On Indiamart you can now find topical rapamycin cream, 0.1%, under the generic brand name Siroskin.
Great news! I’ll definitely be trying that now.
Does anyone combine it with Tretinoin or is it better to use them on alternating days? How often should someone be using the Rapamycin cream?
Skin cells remember inflammation for life. Here’s why
Skin remembers. That scar above your eye from when you fell at age 6. That freckle from the summer you turned 13. Our skin is a repository of moments from our lives, and now scientists have found it really does remember. For people with inflammatory skin conditions such as psoriasis, the skin’s memory manifests in flare-ups in the same spots over and over.

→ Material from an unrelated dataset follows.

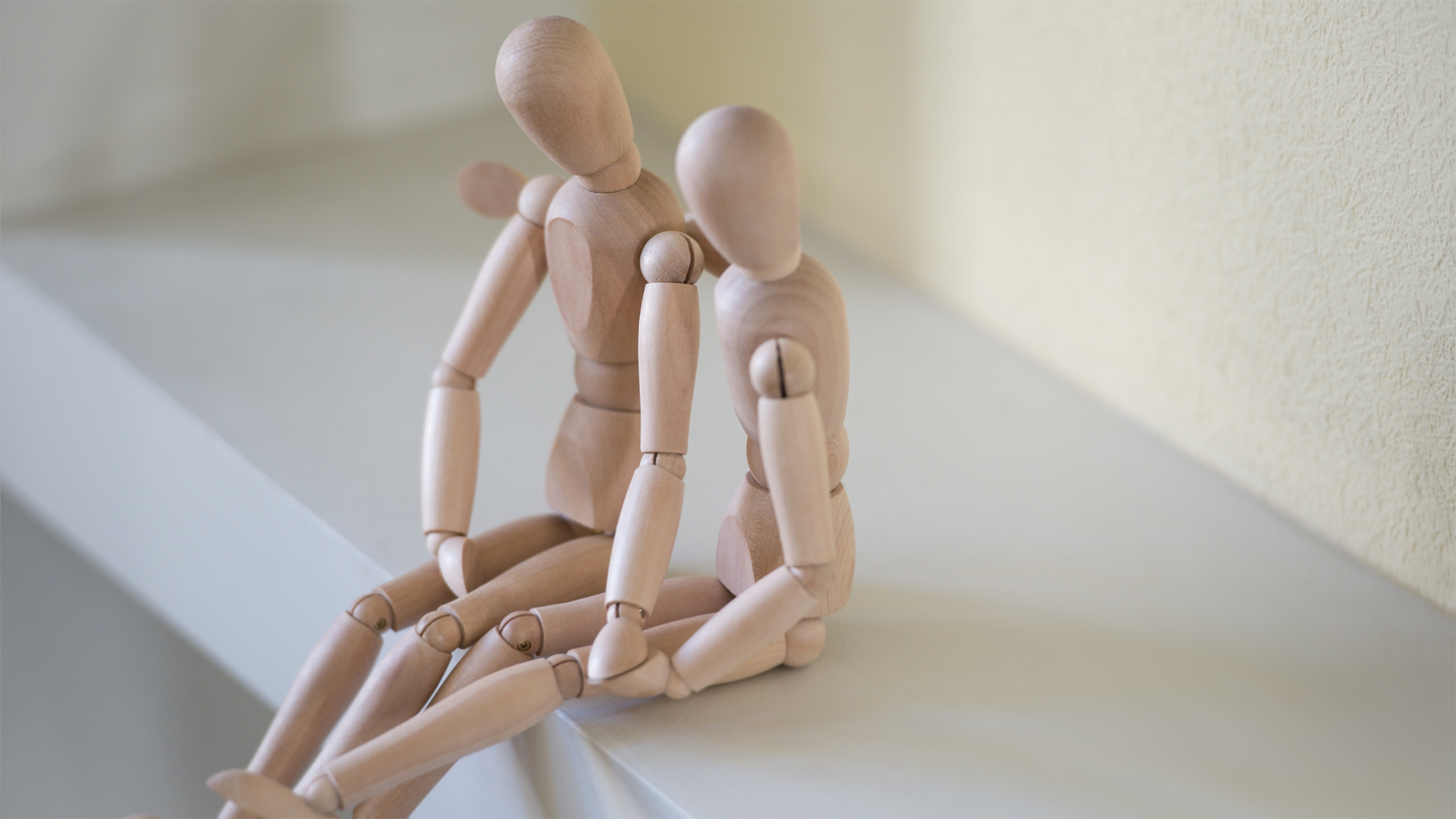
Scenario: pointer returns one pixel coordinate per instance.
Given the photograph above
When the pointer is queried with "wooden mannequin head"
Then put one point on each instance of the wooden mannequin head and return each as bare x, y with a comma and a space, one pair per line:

And now scientists think they know precisely why this happens.
In a new study in mice published on Thursday in Science, researchers showed how skin cells inherit patterns of gene expression every time they regenerate. The team found not only that successive generations of skin cells maintain the memory of their DNA’s structure but also that the cells inherit chemical modifications to the DNA called epigenetic marks, which can turn on or off, or turn certain genes up and down in a process called gene expression.
“People knew that stem cells had the ability to change their behavior and remember, but they didn’t know if it was through this epigenetic mechanism,” says Shruti Naik, a molecular biologist at the University of Maryland, College Park, who has previously worked with the study’s senior author, Elaine Fuchs, but was not involved in the new research. “And I think what this paper does is definitively demonstrate that it’s through marking of DNA … that it allows that stem cell to now behave differently moving forward.”
Skin stem cell memory can be beneficial: if you get a cut, for example, your skin will heal faster in that place if it is injured again because the cells remember the experience. But that becomes problematic in conditions like psoriasis, for which the memory of a flare-up can make the tissue overly sensitive to environmental triggers such as stress, leading to chronic inflammation.
“Your DNA can remember, far longer than we appreciated, a past injury,” says Dana Pe’er, a co-author of the study and chair of the Computational and Systems Biology Program at the Sloan Kettering Institute. “It’s a double-edged sword.”